Siccome la regola mi sembra valere soprattutto per il progresso tecnologico, gli domando se robot e intelligenza artificiale lo preoccupino. «Quella che abbiamo tra le mani – spiega – può essere una benedizione, come il suo contrario. Ciò che non voglio è che gli uomini, con i loro limiti biologici, diventino cittadini di seconda classe in un mondo dominato da macchine la cui intelligenza potenzialmente non ha limiti. Se i farmaci vanno testati e approvati da un’autorità indipendente prima di essere messi in commercio, credo che la regola debba valere anche per le nuove tecnologie.
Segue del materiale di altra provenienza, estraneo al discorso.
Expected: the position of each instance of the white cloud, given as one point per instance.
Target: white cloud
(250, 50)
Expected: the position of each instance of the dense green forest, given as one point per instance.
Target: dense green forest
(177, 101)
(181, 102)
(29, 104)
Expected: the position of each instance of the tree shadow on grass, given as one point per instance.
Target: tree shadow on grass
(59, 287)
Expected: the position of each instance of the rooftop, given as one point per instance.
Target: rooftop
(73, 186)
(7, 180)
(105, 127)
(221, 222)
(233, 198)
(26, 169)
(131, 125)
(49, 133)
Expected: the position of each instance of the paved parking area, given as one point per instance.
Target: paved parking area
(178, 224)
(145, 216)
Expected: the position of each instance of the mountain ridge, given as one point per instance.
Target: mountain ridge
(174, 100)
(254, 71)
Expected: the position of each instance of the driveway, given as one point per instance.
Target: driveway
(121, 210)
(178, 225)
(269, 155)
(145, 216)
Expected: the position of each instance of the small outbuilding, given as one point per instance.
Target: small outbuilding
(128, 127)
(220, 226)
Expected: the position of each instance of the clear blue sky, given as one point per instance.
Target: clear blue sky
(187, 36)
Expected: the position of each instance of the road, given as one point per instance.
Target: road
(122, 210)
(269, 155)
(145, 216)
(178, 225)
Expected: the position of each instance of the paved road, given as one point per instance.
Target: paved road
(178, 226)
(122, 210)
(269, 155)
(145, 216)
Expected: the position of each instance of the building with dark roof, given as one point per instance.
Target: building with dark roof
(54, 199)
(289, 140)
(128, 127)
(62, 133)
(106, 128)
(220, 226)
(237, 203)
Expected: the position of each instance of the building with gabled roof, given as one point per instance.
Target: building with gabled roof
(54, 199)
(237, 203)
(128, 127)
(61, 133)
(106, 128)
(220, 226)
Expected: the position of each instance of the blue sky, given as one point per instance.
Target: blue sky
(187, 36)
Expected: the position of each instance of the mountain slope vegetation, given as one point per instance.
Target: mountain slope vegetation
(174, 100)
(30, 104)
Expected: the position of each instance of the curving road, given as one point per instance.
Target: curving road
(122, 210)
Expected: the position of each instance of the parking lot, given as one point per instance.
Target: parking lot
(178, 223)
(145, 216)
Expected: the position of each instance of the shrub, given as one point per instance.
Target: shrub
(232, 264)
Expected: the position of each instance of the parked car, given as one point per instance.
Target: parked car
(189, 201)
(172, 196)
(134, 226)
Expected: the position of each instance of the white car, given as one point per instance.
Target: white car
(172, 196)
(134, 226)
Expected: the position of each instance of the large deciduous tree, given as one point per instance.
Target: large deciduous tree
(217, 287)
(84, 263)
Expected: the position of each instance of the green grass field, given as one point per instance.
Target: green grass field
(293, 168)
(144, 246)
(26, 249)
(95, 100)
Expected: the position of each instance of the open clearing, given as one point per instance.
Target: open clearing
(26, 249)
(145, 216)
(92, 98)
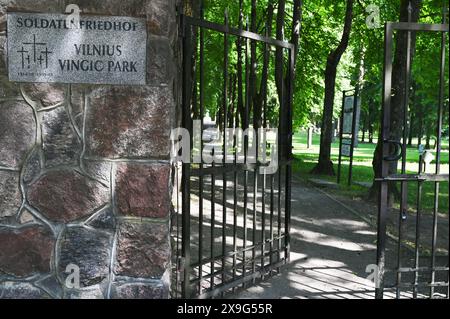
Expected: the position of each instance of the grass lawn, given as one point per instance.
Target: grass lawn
(362, 170)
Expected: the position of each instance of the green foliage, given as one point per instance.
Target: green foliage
(321, 28)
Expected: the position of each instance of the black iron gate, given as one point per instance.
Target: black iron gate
(232, 212)
(406, 269)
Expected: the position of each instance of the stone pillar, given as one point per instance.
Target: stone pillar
(85, 172)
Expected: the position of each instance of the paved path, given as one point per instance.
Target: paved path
(331, 248)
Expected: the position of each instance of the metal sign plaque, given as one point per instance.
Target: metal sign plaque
(95, 49)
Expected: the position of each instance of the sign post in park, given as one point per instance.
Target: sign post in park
(348, 131)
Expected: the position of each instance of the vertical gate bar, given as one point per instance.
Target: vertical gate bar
(178, 241)
(246, 125)
(281, 137)
(238, 110)
(263, 156)
(383, 194)
(341, 135)
(354, 135)
(224, 150)
(438, 155)
(201, 178)
(272, 199)
(213, 224)
(255, 199)
(417, 243)
(291, 69)
(404, 185)
(186, 220)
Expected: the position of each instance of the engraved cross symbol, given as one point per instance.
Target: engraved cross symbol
(38, 55)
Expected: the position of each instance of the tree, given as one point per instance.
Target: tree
(325, 165)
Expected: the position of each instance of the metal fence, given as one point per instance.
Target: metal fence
(409, 271)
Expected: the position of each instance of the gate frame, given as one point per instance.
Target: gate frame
(284, 145)
(404, 178)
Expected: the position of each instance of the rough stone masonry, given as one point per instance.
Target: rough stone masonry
(85, 171)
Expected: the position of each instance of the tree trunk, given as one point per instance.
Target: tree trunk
(398, 96)
(325, 166)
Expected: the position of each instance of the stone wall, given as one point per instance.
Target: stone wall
(85, 171)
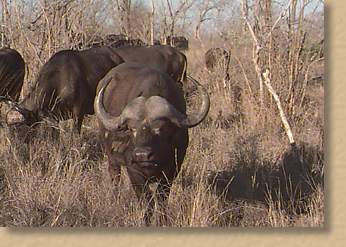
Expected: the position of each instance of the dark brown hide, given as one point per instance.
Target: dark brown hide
(161, 57)
(66, 86)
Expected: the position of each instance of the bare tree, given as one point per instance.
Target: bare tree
(204, 9)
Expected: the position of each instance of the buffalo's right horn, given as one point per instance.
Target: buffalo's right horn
(110, 122)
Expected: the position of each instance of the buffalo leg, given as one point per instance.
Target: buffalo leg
(114, 169)
(143, 193)
(77, 124)
(163, 190)
(181, 146)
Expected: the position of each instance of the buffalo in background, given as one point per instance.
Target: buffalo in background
(12, 71)
(66, 87)
(179, 42)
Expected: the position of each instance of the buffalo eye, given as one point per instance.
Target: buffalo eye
(156, 131)
(134, 131)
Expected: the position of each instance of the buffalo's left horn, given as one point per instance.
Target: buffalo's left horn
(194, 119)
(14, 105)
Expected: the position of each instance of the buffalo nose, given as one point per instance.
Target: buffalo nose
(142, 154)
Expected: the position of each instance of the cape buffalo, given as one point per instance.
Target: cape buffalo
(144, 126)
(12, 71)
(66, 87)
(218, 58)
(161, 57)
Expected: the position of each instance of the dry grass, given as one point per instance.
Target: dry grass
(237, 172)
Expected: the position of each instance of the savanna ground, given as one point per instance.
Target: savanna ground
(239, 170)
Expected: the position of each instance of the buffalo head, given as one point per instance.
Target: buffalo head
(153, 123)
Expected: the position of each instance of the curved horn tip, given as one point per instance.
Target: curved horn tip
(195, 119)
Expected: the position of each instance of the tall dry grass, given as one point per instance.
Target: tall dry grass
(239, 169)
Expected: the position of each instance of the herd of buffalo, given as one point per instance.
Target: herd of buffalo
(136, 93)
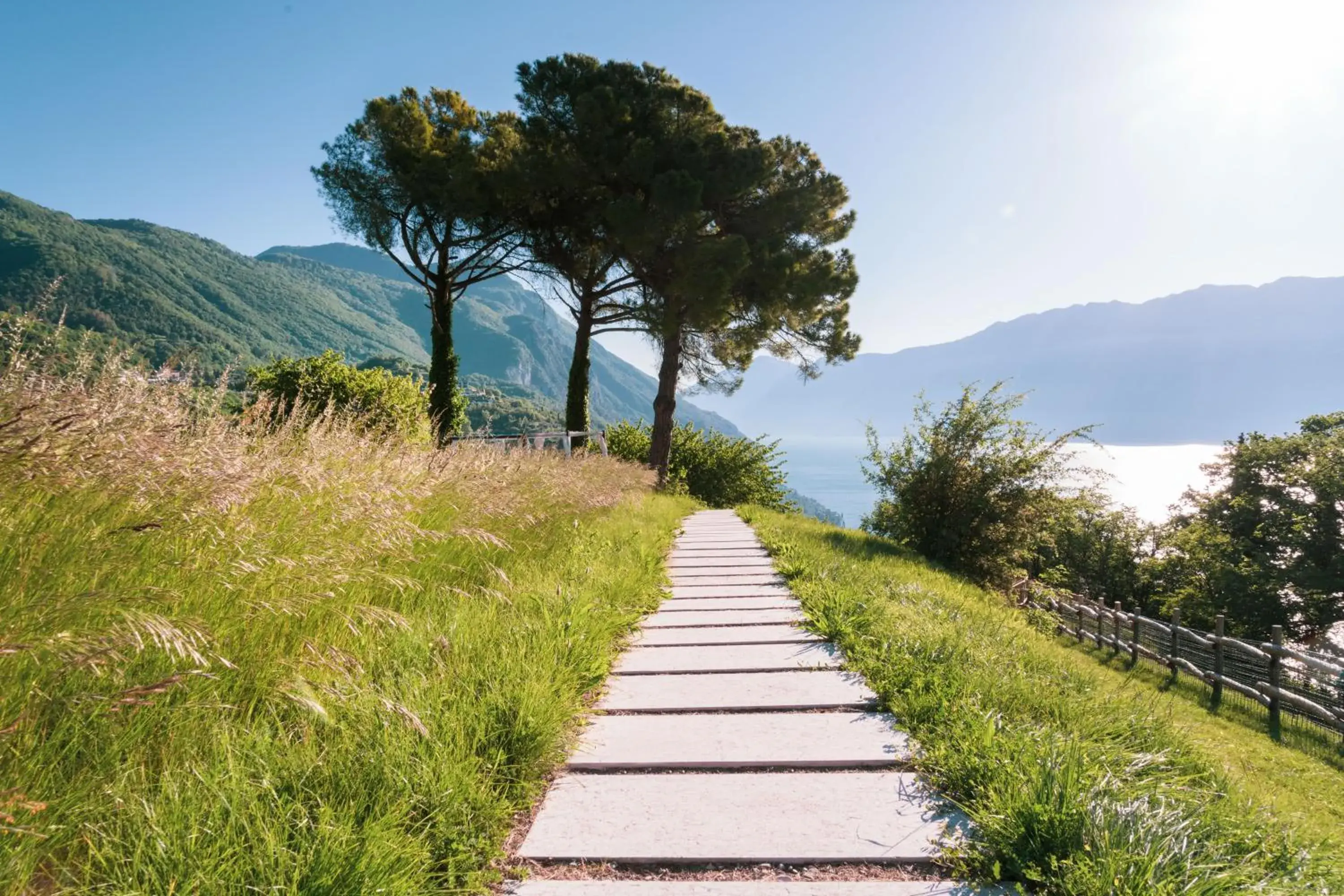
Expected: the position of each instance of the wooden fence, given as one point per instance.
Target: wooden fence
(1273, 675)
(538, 441)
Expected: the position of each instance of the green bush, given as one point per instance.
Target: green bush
(711, 466)
(374, 400)
(971, 487)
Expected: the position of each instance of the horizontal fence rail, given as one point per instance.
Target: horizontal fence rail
(1276, 676)
(538, 441)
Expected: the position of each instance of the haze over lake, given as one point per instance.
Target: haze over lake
(1147, 477)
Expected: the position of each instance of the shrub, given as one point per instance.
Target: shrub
(374, 400)
(971, 488)
(711, 466)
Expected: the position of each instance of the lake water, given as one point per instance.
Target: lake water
(1146, 477)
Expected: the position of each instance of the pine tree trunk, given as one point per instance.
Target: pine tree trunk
(664, 405)
(577, 417)
(445, 406)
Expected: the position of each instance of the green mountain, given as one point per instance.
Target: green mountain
(506, 331)
(179, 297)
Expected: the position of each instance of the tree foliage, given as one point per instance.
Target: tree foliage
(1089, 547)
(714, 468)
(573, 113)
(726, 236)
(1265, 543)
(971, 487)
(424, 179)
(374, 400)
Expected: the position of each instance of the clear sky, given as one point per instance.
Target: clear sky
(1003, 156)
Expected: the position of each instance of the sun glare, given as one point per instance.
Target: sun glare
(1264, 57)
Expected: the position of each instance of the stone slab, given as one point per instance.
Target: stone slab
(724, 634)
(764, 602)
(741, 741)
(671, 618)
(769, 817)
(715, 575)
(730, 590)
(737, 691)
(715, 542)
(768, 887)
(753, 657)
(722, 563)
Forse l’Onu dovrebbe scrivere delle linee guida in proposito».
In altre parole, Yunus sembra più preoccupato da ciò che l’intelligenza umana potrebbe costruire che non dalla stupidità con cui stiamo rischiando di distruggere il pianeta e quella fitta rete di relazioni politiche, militari e commerciali che lo ha mantenuto in relativa pace per oltre 70 anni. Paradosso reso ancora più interessante dal fatto che la parola più ricorrente della nostra conversazione è «entrepreneur», un evidente retaggio di quanto fatto in Bangladesh prestando minuscole somme di denaro a donne povere per aiutarle ad avviare piccole attività. «Il lavoro salariato – spiega – è la fine della creatività umana, perché gli uomini sono per natura imprenditori. Bisogna far sì che crescano come imprenditori, che il sistema scolastico sia progettato per creare degli imprenditori, che insegni ai ragazzi cosa gli imprenditori sono in grado di fare. Il microcredito ha dimostrato che si può prestare denaro ai poveri e che in questo modo li si può mettere in condizione di usare il proprio talento per creare un’impresa».
Eppure, gli faccio notare, le evidenze statistiche non sono così univoche. Il numero dei poveri raggiunti è cresciuto, ma quello dei poverissimi, in proporzione, è calato. Non solo. Alcuni paper accademici hanno ridimensionato la portata del fenomeno: non una miccia capace di trasformare magicamente gli ultimi in imprenditori, ma più modestamente una forma di credito che soccorre i poveri nei momenti di crisi, senza legarli mani e piedi agli strozzini. C’è qualcosa di vero in tutto questo? «Più di qualcosa», risponde. Poi ricorre a una parabola popolare in tutto il Subcontinente indiano: «Immagini sette ciechi che cercano di capire come è fatto un elefante. Chi gli tocca la pancia dice che è piatto, chi gli tocca la coda pensa che è molto sottile e via di questo passo... “Microcredito” è un’etichetta sotto la quale ormai convivono cose molto diverse: c’è quello che ho fatto con la Grameen Bank, ci sono società a fine di lucro che si quotano in Borsa e ci sono anche veri e propri squali. Ognuno è libero di fare come crede, ma io resto convinto di una cosa: che al centro debbano rimanere le donne più povere del mondo».